According to the report, 56% of consumers using digital banks as their primary financial institution are millennials or Gen Z, compared to 45% across all banking customers. Millennials alone account for 38% of digital bank users.
Income trends also diverge sharply. More than half of digital bank customers earn less than $50,000 annually, while just 6.7% report household incomes above $150,000.
Across all banking types, immediate cash benefits ranked as the top reason consumers would consider using Pay by Bank. Buyer protections ranked second. Among digital bank users specifically, 43.1% cited immediate cash benefits as the biggest driver.
At the same time, roughly one-quarter of consumers said nothing would increase their interest in Pay by Bank, underscoring the limits of incentives alone.

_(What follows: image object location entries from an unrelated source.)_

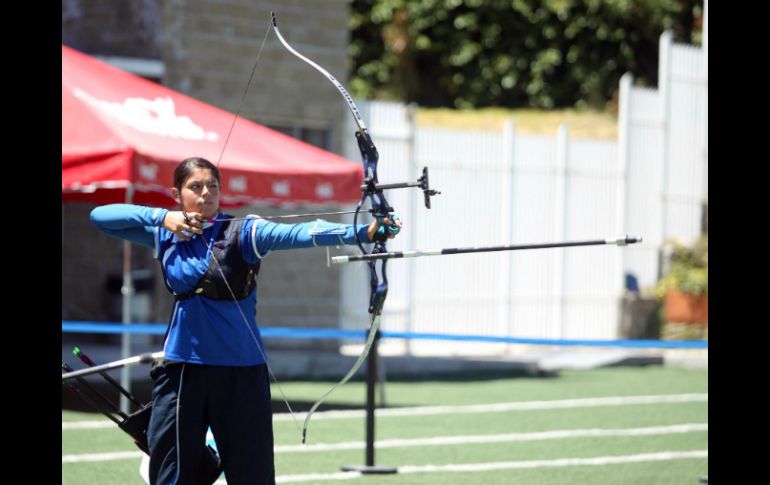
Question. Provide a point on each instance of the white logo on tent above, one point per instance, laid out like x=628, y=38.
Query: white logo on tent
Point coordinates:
x=157, y=116
x=324, y=191
x=148, y=171
x=281, y=188
x=237, y=184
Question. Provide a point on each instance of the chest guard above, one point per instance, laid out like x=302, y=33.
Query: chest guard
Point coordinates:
x=241, y=276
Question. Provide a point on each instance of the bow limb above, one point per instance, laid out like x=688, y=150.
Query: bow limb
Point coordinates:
x=378, y=205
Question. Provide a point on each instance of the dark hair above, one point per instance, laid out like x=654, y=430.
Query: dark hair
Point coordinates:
x=189, y=165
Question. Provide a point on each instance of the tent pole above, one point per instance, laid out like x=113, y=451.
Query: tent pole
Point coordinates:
x=127, y=290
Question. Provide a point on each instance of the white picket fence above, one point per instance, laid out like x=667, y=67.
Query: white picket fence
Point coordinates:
x=505, y=187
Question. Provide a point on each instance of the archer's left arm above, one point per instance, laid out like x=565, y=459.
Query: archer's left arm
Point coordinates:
x=261, y=236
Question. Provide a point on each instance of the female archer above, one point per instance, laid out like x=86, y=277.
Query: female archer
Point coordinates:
x=215, y=371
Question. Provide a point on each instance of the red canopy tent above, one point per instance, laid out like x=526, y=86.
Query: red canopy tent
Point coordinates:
x=120, y=131
x=122, y=137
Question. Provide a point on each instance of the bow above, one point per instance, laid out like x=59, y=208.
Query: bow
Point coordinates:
x=373, y=191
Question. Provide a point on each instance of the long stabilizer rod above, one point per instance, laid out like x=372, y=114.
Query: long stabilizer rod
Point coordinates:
x=87, y=360
x=145, y=358
x=618, y=241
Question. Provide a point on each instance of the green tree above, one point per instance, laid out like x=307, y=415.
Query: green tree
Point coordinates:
x=514, y=53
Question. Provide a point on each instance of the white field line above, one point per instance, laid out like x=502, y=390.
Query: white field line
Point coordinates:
x=497, y=438
x=442, y=441
x=506, y=406
x=504, y=465
x=115, y=455
x=466, y=409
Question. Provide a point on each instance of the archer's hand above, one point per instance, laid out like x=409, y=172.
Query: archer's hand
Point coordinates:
x=183, y=224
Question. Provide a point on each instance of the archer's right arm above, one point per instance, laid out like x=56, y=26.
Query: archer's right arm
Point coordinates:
x=134, y=223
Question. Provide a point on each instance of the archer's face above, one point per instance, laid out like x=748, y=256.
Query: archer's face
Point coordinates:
x=200, y=193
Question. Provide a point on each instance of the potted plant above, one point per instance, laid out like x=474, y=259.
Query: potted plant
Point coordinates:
x=684, y=289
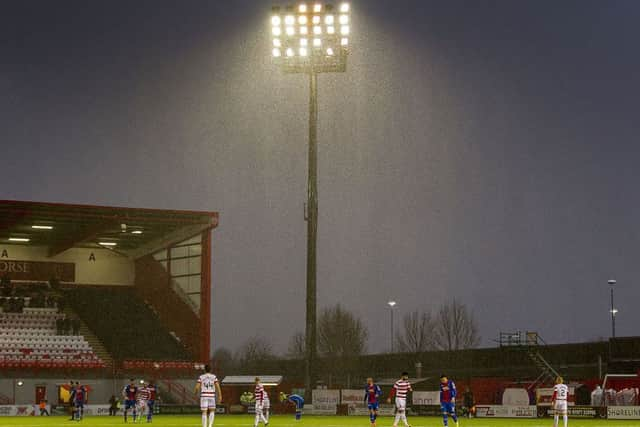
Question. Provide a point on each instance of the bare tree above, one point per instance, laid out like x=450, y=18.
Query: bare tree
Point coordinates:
x=254, y=352
x=456, y=328
x=297, y=347
x=340, y=333
x=418, y=333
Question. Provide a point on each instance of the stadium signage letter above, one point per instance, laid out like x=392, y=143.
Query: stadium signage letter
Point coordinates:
x=38, y=271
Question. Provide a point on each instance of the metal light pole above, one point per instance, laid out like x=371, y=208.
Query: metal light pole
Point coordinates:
x=391, y=305
x=311, y=39
x=613, y=310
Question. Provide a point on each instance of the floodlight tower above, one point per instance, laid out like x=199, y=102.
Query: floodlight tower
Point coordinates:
x=311, y=38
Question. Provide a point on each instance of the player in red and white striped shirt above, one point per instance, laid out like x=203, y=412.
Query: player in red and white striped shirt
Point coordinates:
x=400, y=390
x=262, y=402
x=209, y=389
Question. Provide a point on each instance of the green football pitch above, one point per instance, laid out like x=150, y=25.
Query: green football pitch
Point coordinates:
x=307, y=421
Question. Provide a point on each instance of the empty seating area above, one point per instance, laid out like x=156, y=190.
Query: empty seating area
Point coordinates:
x=126, y=326
x=28, y=340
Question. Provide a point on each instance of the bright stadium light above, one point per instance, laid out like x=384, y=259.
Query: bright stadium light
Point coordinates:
x=315, y=42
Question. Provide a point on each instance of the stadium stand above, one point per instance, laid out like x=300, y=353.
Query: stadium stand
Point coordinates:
x=28, y=340
x=128, y=328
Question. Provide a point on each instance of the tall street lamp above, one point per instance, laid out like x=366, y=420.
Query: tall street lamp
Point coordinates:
x=613, y=310
x=391, y=304
x=311, y=38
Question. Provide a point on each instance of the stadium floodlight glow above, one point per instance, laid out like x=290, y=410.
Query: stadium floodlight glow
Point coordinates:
x=315, y=42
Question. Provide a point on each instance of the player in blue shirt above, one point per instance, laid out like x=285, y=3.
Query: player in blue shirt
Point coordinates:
x=372, y=393
x=129, y=395
x=448, y=395
x=299, y=402
x=80, y=397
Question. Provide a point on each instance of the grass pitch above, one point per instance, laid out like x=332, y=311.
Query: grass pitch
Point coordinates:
x=307, y=421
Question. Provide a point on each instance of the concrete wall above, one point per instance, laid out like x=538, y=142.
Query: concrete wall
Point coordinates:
x=105, y=267
x=101, y=388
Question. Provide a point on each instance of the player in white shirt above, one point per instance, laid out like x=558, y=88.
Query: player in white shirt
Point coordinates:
x=262, y=404
x=209, y=388
x=400, y=390
x=559, y=402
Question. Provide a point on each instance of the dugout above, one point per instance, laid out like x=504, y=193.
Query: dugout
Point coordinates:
x=138, y=279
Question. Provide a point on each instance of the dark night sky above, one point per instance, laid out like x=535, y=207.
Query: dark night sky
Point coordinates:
x=485, y=150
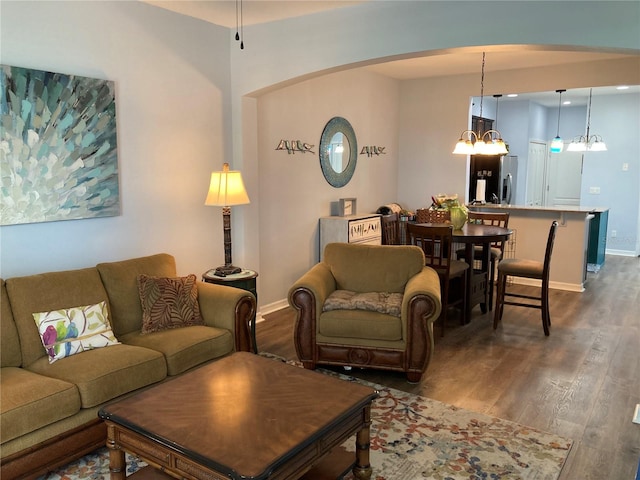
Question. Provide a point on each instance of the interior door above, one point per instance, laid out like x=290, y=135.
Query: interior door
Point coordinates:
x=564, y=178
x=536, y=161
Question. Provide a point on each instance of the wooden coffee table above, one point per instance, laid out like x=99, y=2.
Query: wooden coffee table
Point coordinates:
x=241, y=417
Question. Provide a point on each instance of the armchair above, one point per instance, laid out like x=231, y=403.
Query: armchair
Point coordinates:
x=360, y=325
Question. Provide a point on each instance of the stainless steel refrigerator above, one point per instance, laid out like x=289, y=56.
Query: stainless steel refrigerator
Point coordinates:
x=498, y=175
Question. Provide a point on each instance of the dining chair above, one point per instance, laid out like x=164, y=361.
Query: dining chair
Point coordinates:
x=428, y=215
x=436, y=242
x=515, y=267
x=498, y=219
x=391, y=229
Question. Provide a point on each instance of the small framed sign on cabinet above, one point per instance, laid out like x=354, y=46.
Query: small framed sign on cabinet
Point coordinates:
x=347, y=207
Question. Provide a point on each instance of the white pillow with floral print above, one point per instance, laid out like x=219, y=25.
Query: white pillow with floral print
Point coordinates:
x=73, y=330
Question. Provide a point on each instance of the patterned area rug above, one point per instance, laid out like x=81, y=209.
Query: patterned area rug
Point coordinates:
x=413, y=438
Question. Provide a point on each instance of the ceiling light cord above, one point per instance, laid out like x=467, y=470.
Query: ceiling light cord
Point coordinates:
x=240, y=23
x=482, y=85
x=237, y=23
x=559, y=110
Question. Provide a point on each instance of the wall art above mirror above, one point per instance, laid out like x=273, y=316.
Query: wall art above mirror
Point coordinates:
x=338, y=152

Pay by Bank’s Opportunity Centers on Debit Replacement
The report frames Pay by Bank less as a direct challenger to credit cards and more as a potential substitute for debit transactions.
That positioning reflects how consumers already think about direct-from-account payments. According to the findings, only 12.2% of consumers currently view Pay by Bank as a substitute for debit cards today. However, another 60%-plus said they would reconsider if rewards, buyer protection or both were attached to the experience.
Consumers overall said they would shift 25.3% of account-to-account transactions to Pay by Bank if discounts and protections were offered. Among digital bank users, that figure climbs to 35.4%. Bill payments also showed elevated switching potential, reaching 32% among digital bank customers.
For digital banking customers already accustomed to app-driven financial management, the behavioral leap may be smaller than many payment providers previously assumed.